Sportverein Beuel 06
- Full name: SV Beuel 06 e.V.
- Founded: 1906
- Ground: Franz-Elbern-Stadion
- League: Bezirksliga (VII)
- 2015–16: Kreisliga A Bonn (VIII), 1st (promoted)
| Home colours | Away colours |

= SV Beuel 06 =

German football club

SV Beuel 06 is a German association football club that plays in Bonn, North Rhine-Westphalia.

==History==
The club's origins are as a group of high school students who were playing football in an informal association as early as 1903. They were known briefly as the Rapiditas or Rapidas after a Rotterdam side that was in the city to play a match against Bonn FV. By the summer of 1906 they had taken the name Beueler FV, while in the eastern part of the town another club of the same name appeared. Both sides came close to collapse by the end of World War I and so merged. Soon after another club, FV Alemannia 1919 Beuel, came onto the scene, and in 1924 Alemannia and FV merged to form SV Beuel 06.
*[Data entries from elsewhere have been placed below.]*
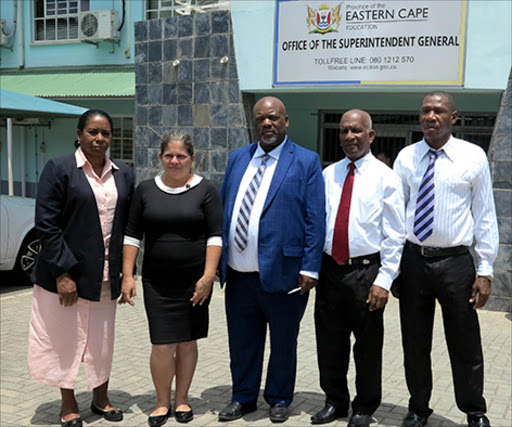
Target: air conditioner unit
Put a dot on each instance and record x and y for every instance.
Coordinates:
(98, 25)
(3, 37)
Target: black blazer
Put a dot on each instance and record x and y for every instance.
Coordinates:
(68, 225)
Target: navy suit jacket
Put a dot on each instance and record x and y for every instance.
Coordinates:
(292, 224)
(68, 225)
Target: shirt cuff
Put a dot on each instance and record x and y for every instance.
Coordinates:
(312, 274)
(214, 241)
(383, 281)
(484, 269)
(131, 241)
German football was re-organized under the Third Reich in 1933 and sixteen new top flight divisions were formed. SV earned a place in the Gauliga Mittelrhein in the 1936–37 season and inaugurated their new stadium that same year. The following season Beuel won a disputed championship in the division, but missed an opportunity to play in the national final rounds. By the time a protest by the club had been decided in their favour, second-place finisher Alemannia Aachen had already played its first playoff match.
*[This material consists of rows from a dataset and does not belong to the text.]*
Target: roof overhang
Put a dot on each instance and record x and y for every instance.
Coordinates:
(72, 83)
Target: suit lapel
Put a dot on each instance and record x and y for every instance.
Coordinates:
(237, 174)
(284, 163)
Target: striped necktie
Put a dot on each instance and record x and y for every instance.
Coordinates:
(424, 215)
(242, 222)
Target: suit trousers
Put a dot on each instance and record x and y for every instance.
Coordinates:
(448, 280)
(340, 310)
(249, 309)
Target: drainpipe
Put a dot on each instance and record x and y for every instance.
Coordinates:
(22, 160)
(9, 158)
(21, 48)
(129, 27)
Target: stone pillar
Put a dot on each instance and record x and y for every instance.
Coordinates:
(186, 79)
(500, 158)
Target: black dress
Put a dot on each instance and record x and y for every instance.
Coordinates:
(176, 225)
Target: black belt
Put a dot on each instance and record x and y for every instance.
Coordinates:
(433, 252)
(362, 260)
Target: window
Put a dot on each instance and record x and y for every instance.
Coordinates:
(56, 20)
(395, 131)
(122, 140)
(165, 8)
After World War II the club resumed play in the amateur Rheinbezirksliga, which would become the Landesliga Mittelrhein (III), but by the mid 50s had fallen to fourth division play. Beuel played IV and V tier football over the next several decades, and while they enjoyed some success in capturing a number of titles, they were unable to advance in the promotion rounds.

Finally, in 1997, SV clawed its way to the Landesliga Mittelrhein, Gruppe 1 (IV), where the team earned a second-place result, only just failing to capture the title on the last day of the season. The club's adventure then ended in financial collapse and they were sent down to the Kreisliga (VI). Since then the club has been fluctuating between the Bezirksliga and the Kreisliga A, playing in the former again after promotion in 2016.

==Stadium==
The club plays its home games in the Franz-Elbern-Stadion in Beuel.